Given the opportunity to see a lot of art at once, and the fact that more than 30 of the 80 artists included were plucked directly from Chelsea, many New Yorkers won't need to look to this exhibition to reveal any trends. Still, it never hurts to have curators like Shamim M. Momin and Henriette Huldisch rearticulate them for us, which is why so many of us are still interested in the Biennial. Viewers can look forward to a lot of found materials, a return to a 60s and 70s fine art aesthetic, and a resurgence of appropriation, archive and eco art. Those who like painting, printmaking and traditional photography will have very little to look at this year, whereas assemblage sculpture and installation art dominate the show, as does a strong collection of video art. Notably, not one internet artist was included, an oversight to be sure, given the wealth of activity within the field.

With the large amount of montage and other fractured work, this biennial resembles a more diverse Unmonumental, the New Museum's current exhibition exploring fragmented forms. With it, however, come all the standard biennial woes and caveats, plus a few new ones for good measure: as in years past, the exhibition consists of far more insubstantial art than needed. More often than not, the art chosen is the problem, as opposed to a weak or underdeveloped artist. Olivier Mosset, for example, a member of New York's Radical Painting Group, who has made a great number of compelling large-scale textured paintings, had the misfortune of exhibiting two of his most drab, over-sized beige canvases. Similarly established conceptual artist John Baldessarri couldn't be more relevant to contemporary art-makers today, but his garish three-dimensional wall works, juxtaposing colored body parts with banal black-and-white objects, represent the artist poorly. Others, however, such as Patrick Hill, I just don't like: his collages of wood, glass, granite, concrete and canvas are so cleanly constructed they seem readymade for a corporate lobby.
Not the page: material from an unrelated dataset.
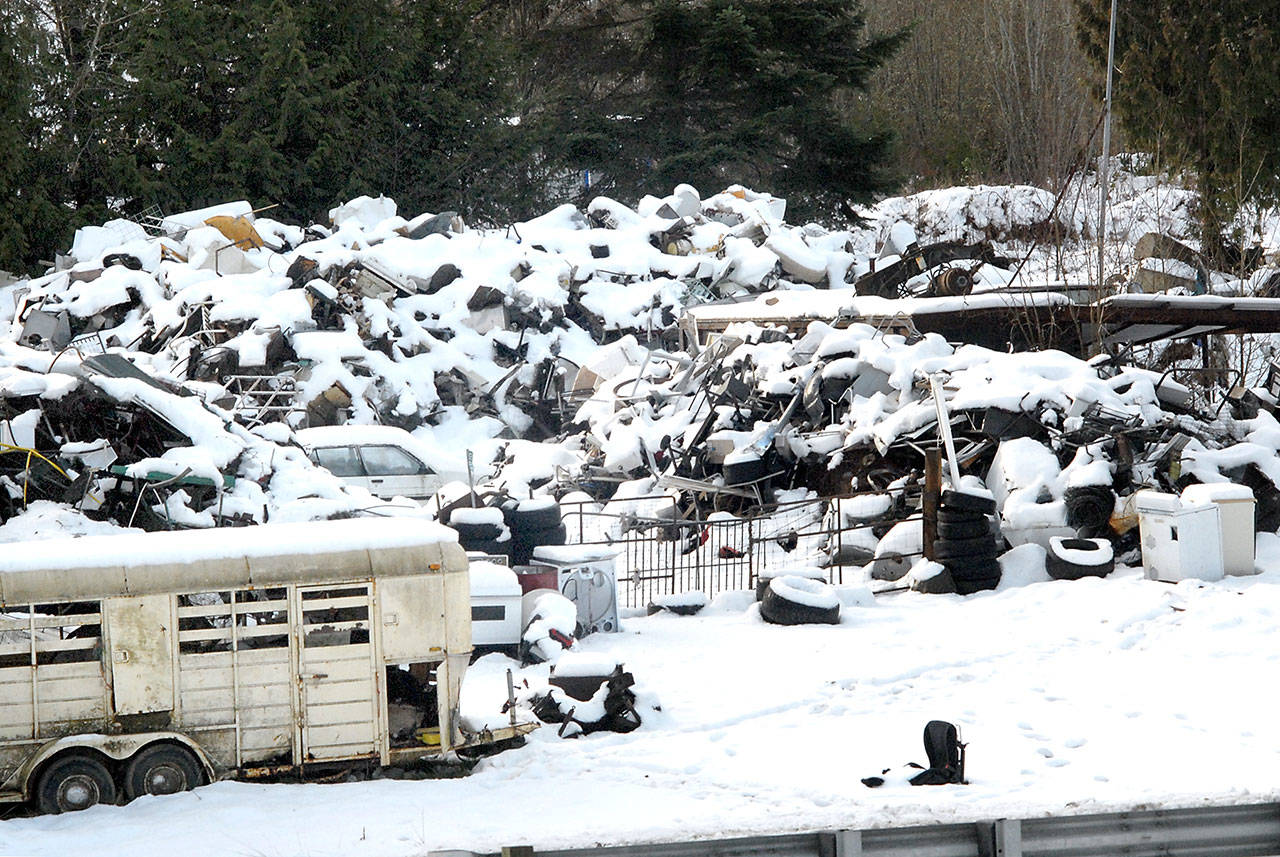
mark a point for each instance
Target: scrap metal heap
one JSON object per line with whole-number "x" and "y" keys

Other problems pervade the exhibition. As I said earlier, the Armory architecture almost always overshadows the art, with a few exceptions. William Cordova and Leslie Hewitt's archive of bootleg independent films and donated artist videos representing black and Latino awareness made perfect sense in a cave-like room that felt as if it were designed for clandestine viewing experiences; Dexter Sinister's collections of texts reflecting on the show were placed appropriately in an office; and Gretchen Skogerson's tattered neon tubes effectively communicate a sense of bleakness, in tune with the Hurrican Ivan wreckage to which her piece responds. Garder Eide Einarsson's framed suit, however, looks ill-placed in its ornate interior, the only object in a room much too large to display it effectively. The same thing happened to the vitrines of Mario Ybarra Jr., which contain paraphernalia he made as an homage to 80s gangster flick Scarface. Meanwhile, Karen Kilimnik, a painter who incorporates the kind of chandeliers hanging at the armory into her installations, and makes art about the type of rooms in that space, managed to secure a place at the museum. For all the talk of painting taking a back seat to film, installation and humble assemblage at the Whitney, you'd think a few more painters might have ended up on Park Avenue.